L’exemple français : un terreau favorable mais exigeant
Sur le sol français, l’innovation maritime se renforce graduellement. Il est vrai que la crise du COVID-19 a mis un coup de projecteur sur la fragilité des chaînes d’approvisionnement. Les arrêts de navire causés par des relèves d’équipage mal organisées, ou l’impossibilité de faire descendre les marins, ont transformé la donne. Beaucoup de compagnies françaises se sont questionnées sur les moyens de fiabiliser et de digitaliser leurs opérations.
La France, via ses instances publiques, encourage la renouvelabilité des outils informatiques. Le cluster maritime français, de même que des organismes comme la Fédération des Industries Nautiques, s’intéressent à ces nouveaux services. Pour Tilla, la mise en place d’un partenariat local avec des acteurs portuaires dans l’Hexagone serait un levier de croissance.
Reste qu’il y a toujours une certaine prudence culturelle au sein des chancelleries administratives, des experts juridiques et même des syndicats maritimes, soucieux de préserver des emplois et d’éviter de confier la responsabilité de la relève d’équipage à un algorithme, si performant soit-il. C’est pourquoi Tilla insiste sur la composante « accompagnement humain » de sa solution, afin de rassurer sur les risques potentiels de la robotisation.
Vers une nouvelle norme pour la relève d’équipage
S’il est encore trop tôt pour savoir si Tilla deviendra la norme absolue dans la gestion des relèves, il est évident que l’entreprise a frappé un grand coup en levant 2 millions d’euros. Son positionnement s’avère pertinent : centraliser, automatiser et optimiser un processus qui demeure largement manuel dans l’ensemble de la chaîne maritime.
L’ambition affichée de couvrir d’ici 2026 un total de 60 000 relèves, en accompagnant toujours plus de navires, n’est pas hors de portée. Les premiers retours semblent valider la proposition, notamment lorsque Tilla annonce des réductions de coûts de 24% en moyenne, un chronomètre administratif raccourci de 40%, et un usage fluide par des armateurs majeurs comme Essberger ou Wilson.

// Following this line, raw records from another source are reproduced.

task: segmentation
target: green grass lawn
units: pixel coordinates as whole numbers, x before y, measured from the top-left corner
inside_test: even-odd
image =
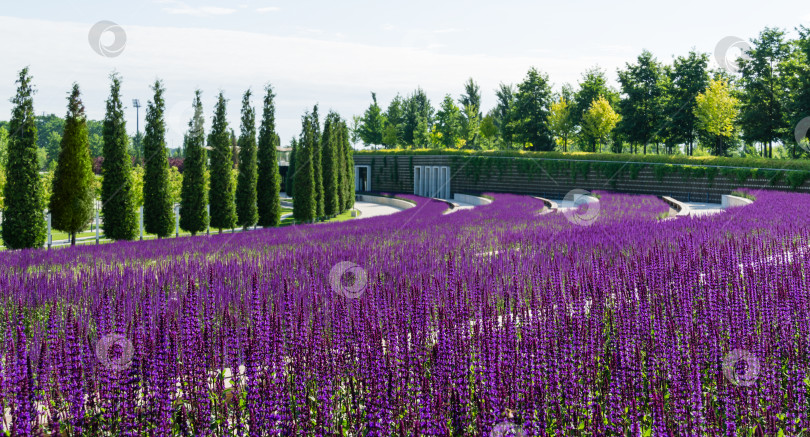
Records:
[[[291,212],[292,212],[292,208],[285,208],[285,207],[281,208],[281,215],[291,213]],[[340,215],[338,215],[336,217],[333,217],[333,218],[331,218],[329,220],[325,220],[325,221],[323,221],[321,223],[343,222],[343,221],[346,221],[346,220],[351,220],[352,218],[353,217],[351,215],[351,211],[346,211],[343,214],[340,214]],[[293,223],[294,223],[294,221],[293,221],[292,217],[288,217],[288,218],[282,219],[281,222],[279,223],[279,226],[288,226],[288,225],[291,225]],[[216,234],[218,232],[219,232],[218,229],[213,229],[213,228],[211,229],[211,234],[212,235]],[[239,231],[236,231],[236,232],[239,232]],[[205,233],[203,232],[202,234],[197,234],[197,235],[205,235]],[[90,239],[86,240],[86,241],[77,241],[76,245],[79,246],[79,245],[96,244],[96,240],[94,238],[95,236],[96,236],[96,231],[95,231],[94,228],[91,228],[91,229],[85,230],[85,231],[83,231],[83,232],[81,232],[79,234],[76,234],[77,239],[90,237]],[[190,237],[191,233],[183,231],[181,229],[179,236],[180,237]],[[175,233],[172,232],[171,235],[169,237],[167,237],[167,238],[174,238],[174,237],[175,237]],[[54,243],[68,241],[69,238],[70,238],[70,236],[68,235],[67,232],[62,232],[62,231],[57,231],[57,230],[52,230],[51,231],[51,239],[52,239],[52,241]],[[135,238],[136,238],[136,240],[140,239],[139,236],[136,236]],[[157,235],[155,235],[155,234],[143,234],[143,239],[144,240],[155,240],[155,239],[157,239]],[[99,233],[99,243],[110,243],[110,242],[112,242],[112,240],[104,238],[104,230],[102,229],[101,232]],[[56,247],[65,247],[65,246],[68,246],[68,244],[60,244],[59,246],[56,246]],[[5,246],[0,245],[0,250],[5,250],[5,249],[6,249]]]

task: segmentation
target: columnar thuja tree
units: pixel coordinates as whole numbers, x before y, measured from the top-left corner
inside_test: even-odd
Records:
[[[299,222],[314,221],[318,212],[315,199],[315,169],[312,164],[312,155],[317,150],[313,118],[309,113],[301,118],[301,139],[295,151],[293,218]]]
[[[28,67],[20,71],[14,109],[9,122],[3,195],[3,242],[10,249],[45,244],[45,215],[42,211],[42,183],[37,164],[37,127],[34,122],[34,88]]]
[[[172,200],[169,195],[169,156],[166,150],[166,123],[163,84],[152,85],[154,100],[146,106],[146,135],[143,138],[145,158],[143,177],[143,225],[146,232],[159,238],[174,229]]]
[[[340,123],[333,127],[334,143],[332,150],[335,154],[335,193],[337,196],[338,210],[343,212],[346,210],[346,154],[343,151],[343,119],[339,119]]]
[[[256,110],[250,106],[250,90],[242,97],[242,127],[239,134],[239,177],[236,182],[236,215],[243,229],[256,224]]]
[[[287,168],[287,177],[285,179],[285,187],[284,191],[287,193],[287,197],[293,197],[293,190],[295,189],[295,161],[296,161],[296,154],[298,152],[298,140],[293,137],[290,140],[290,166]]]
[[[68,97],[65,130],[48,207],[51,225],[70,235],[71,246],[76,244],[76,233],[84,230],[93,217],[93,198],[93,163],[90,160],[87,116],[79,85],[74,83]]]
[[[127,151],[129,137],[121,104],[121,78],[113,73],[110,80],[110,97],[104,116],[104,162],[101,165],[104,234],[113,240],[132,240],[138,234],[138,217],[132,195],[132,160]]]
[[[354,157],[352,156],[352,145],[349,142],[349,126],[345,120],[340,122],[340,146],[343,149],[343,210],[354,207]]]
[[[313,129],[312,137],[312,176],[315,185],[315,217],[324,215],[324,195],[323,195],[323,167],[321,166],[321,122],[318,117],[318,105],[312,109],[310,124]]]
[[[208,226],[208,192],[205,190],[205,134],[203,108],[197,90],[194,95],[194,116],[185,136],[186,158],[183,161],[183,186],[180,192],[180,227],[196,235]]]
[[[321,170],[323,179],[323,212],[326,216],[335,216],[340,213],[340,186],[338,185],[340,116],[332,111],[326,116],[321,139]]]
[[[211,151],[211,226],[222,229],[236,226],[231,169],[231,134],[225,112],[225,96],[220,92],[214,108],[211,133],[208,134],[208,149]]]
[[[257,152],[258,180],[256,198],[260,226],[278,226],[281,216],[279,197],[281,178],[278,171],[279,138],[276,134],[276,95],[273,87],[265,87],[262,123],[259,127],[259,149]]]

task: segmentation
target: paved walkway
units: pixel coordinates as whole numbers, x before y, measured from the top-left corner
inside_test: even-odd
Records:
[[[371,203],[371,202],[354,202],[354,207],[360,211],[360,217],[357,218],[371,218],[371,217],[379,217],[383,215],[391,215],[400,211],[403,211],[402,208],[397,208],[395,206],[388,206],[388,205],[380,205],[379,203]],[[281,216],[281,219],[284,220],[287,217],[292,217],[292,213],[288,212]]]
[[[381,215],[391,215],[400,211],[404,211],[403,208],[397,208],[395,206],[389,205],[380,205],[379,203],[371,203],[371,202],[354,202],[354,207],[360,210],[359,218],[361,219],[370,217],[379,217]]]
[[[692,217],[700,217],[725,212],[723,206],[720,205],[719,203],[705,203],[705,202],[683,202],[683,203],[689,205],[689,208],[691,208],[692,211],[691,214],[689,215]]]

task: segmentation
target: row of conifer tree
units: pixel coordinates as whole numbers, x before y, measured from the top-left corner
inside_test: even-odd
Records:
[[[106,237],[132,240],[138,236],[139,223],[133,195],[132,160],[127,149],[129,138],[121,102],[121,78],[113,73],[110,79],[110,95],[103,122],[101,215]],[[75,244],[76,234],[86,229],[93,217],[95,200],[87,117],[79,86],[74,84],[68,97],[52,195],[50,199],[44,199],[37,163],[35,90],[27,67],[20,71],[17,84],[9,123],[3,242],[11,249],[42,247],[46,238],[43,210],[47,208],[52,227],[68,233],[71,243]],[[154,96],[146,107],[143,137],[143,226],[146,233],[166,237],[174,230],[175,223],[174,205],[169,194],[163,83],[156,80],[152,91]],[[270,85],[264,91],[258,135],[255,109],[250,104],[251,91],[246,91],[242,98],[235,185],[231,174],[233,156],[227,101],[220,92],[206,138],[201,91],[196,91],[194,115],[184,137],[185,162],[179,208],[180,227],[192,235],[204,232],[209,226],[221,232],[235,227],[246,229],[280,223],[281,178],[275,94]],[[300,193],[295,202],[295,219],[311,222],[334,216],[353,206],[351,170],[354,164],[348,128],[337,113],[331,112],[327,117],[323,135],[320,134],[317,106],[312,114],[304,116],[303,126],[301,137],[294,141],[293,147],[293,159],[298,166],[292,168],[291,163],[288,177],[295,185],[290,191]]]
[[[293,139],[286,178],[293,218],[311,222],[354,206],[354,159],[349,127],[338,113],[326,116],[321,133],[318,106],[301,117],[301,136]]]

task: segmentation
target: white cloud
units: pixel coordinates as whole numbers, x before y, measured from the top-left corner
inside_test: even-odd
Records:
[[[174,0],[158,0],[157,3],[168,6],[163,7],[163,11],[175,15],[229,15],[236,12],[236,9],[222,8],[219,6],[191,6],[187,3]]]
[[[484,92],[484,107],[491,107],[495,103],[492,90],[500,82],[519,82],[531,66],[545,71],[560,85],[576,83],[585,66],[599,64],[613,71],[627,60],[611,54],[440,54],[424,48],[312,37],[119,24],[126,31],[127,45],[120,56],[105,58],[88,44],[92,23],[0,17],[0,40],[15,41],[0,45],[0,120],[8,118],[14,79],[26,65],[31,66],[39,89],[37,113],[63,113],[65,93],[77,81],[85,95],[88,115],[101,118],[109,87],[107,76],[117,70],[124,78],[126,99],[148,100],[148,85],[160,77],[167,89],[167,107],[181,105],[175,123],[179,127],[183,126],[183,111],[197,87],[204,91],[206,113],[218,90],[224,90],[230,99],[229,118],[238,126],[241,93],[252,87],[258,94],[265,83],[272,82],[278,96],[280,135],[289,138],[300,129],[303,110],[316,102],[324,112],[333,108],[350,118],[368,106],[369,91],[377,91],[387,104],[397,92],[408,93],[421,86],[438,104],[445,93],[461,92],[464,81],[473,77]],[[134,113],[128,116],[133,117],[129,128],[134,132]],[[174,132],[170,144],[179,146],[181,141],[182,135]]]
[[[442,33],[456,33],[456,32],[461,32],[461,29],[456,29],[456,28],[451,27],[451,28],[448,28],[448,29],[436,29],[436,30],[433,31],[433,33],[439,33],[439,34],[442,34]]]
[[[280,10],[281,10],[281,8],[278,7],[278,6],[267,6],[267,7],[256,9],[256,12],[258,12],[260,14],[264,14],[264,13],[267,13],[267,12],[277,12],[277,11],[280,11]]]

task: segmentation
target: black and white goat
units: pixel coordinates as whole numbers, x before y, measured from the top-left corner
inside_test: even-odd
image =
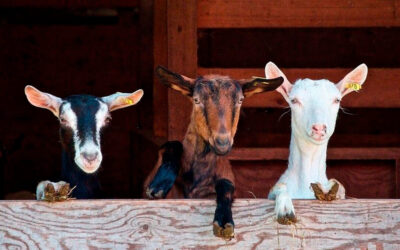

Compte tenu des enjeux énergétiques, financiers et humains du shipping, qu’il soit en France ou ailleurs, la digitalisation est devenue un passage quasi obligé. Et à cette intersection, Tilla capitalise sur son avance en matière d’intelligence artificielle et de gestion de données pour se positionner comme l’un des fers de lance de la transformation.
La lancée de Tilla symbolise, en réalité, l’essor d’une nouvelle génération d’outils qui, en rendant la relève d’équipages plus agile et plus sécurisée, redessine déjà l’avenir du secteur maritime.